Pourtant, le moral n’est pas au plus haut. Les grévistes devront se remettre à la table des négociations, au septième jour de grève. « C’est la guerre de l’usure, la direction fait tout pour nous démotiver », constate C. « Heureusement que les jeunes sont là pour nous stimuler. »

Un téléphone sonne : « C’est D. au bout du fil, il veut arrêter la grève ». Thomas Vacheron, le délégué CGT, s’empare du combiné pour tenter de convaincre son collègue de poursuivre le mouvement : « On a commencé ensemble, on finit ensemble, moi aussi j’ai eu envie de laisser tomber mais tant que les autres veulent poursuivre, je reste là, et puis il y a la caisse de grève pour ceux qui sont en galère ».

Sandrine, la secrétaire du comité d’entreprise, est elle aussi sur le pied de guerre. Elle veut faire valoir ses droits. Car elle ne se contentera pas des primes de participation et d’intéressement qu’elle perçoit chaque année. Des primes qui ont varié de 1 600 euros à 2 500 brut par an ces six dernières années :

« La direction a raison de préciser que nous avons des primes, mais elles sont variables. On demande une augmentation fixe qui ne soit pas soumise au chiffre de l’entreprise pour sortir de cette logique d’objectifs. Ces primes d’ailleurs, comme tant d’autres d’avantages sociaux, nous les avons obtenus par des grèves. »

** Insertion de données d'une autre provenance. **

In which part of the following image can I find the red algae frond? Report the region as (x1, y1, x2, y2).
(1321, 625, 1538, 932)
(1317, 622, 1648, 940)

La grève se poursuit pour le huitième jour consécutif. Mardi 14 avril, les négociations ont une nouvelle fois échoué, malgré une concession accordée par la direction (amélioration de la prime d’intéressement). Les dirigeants d’Ecocert refusent toutefois l’augmentation de 45 euros net par mols et la prime annuelle de 150 euros brut proposées par les grévistes. William Vidal a bon espoir de trouver une sortie de crise : "Il n’y a pas de blocage, les deux parties se rapprochent", explique-t-il.Une réunion entre les représentants syndicaux et la direction doit se tenir mercredi matin.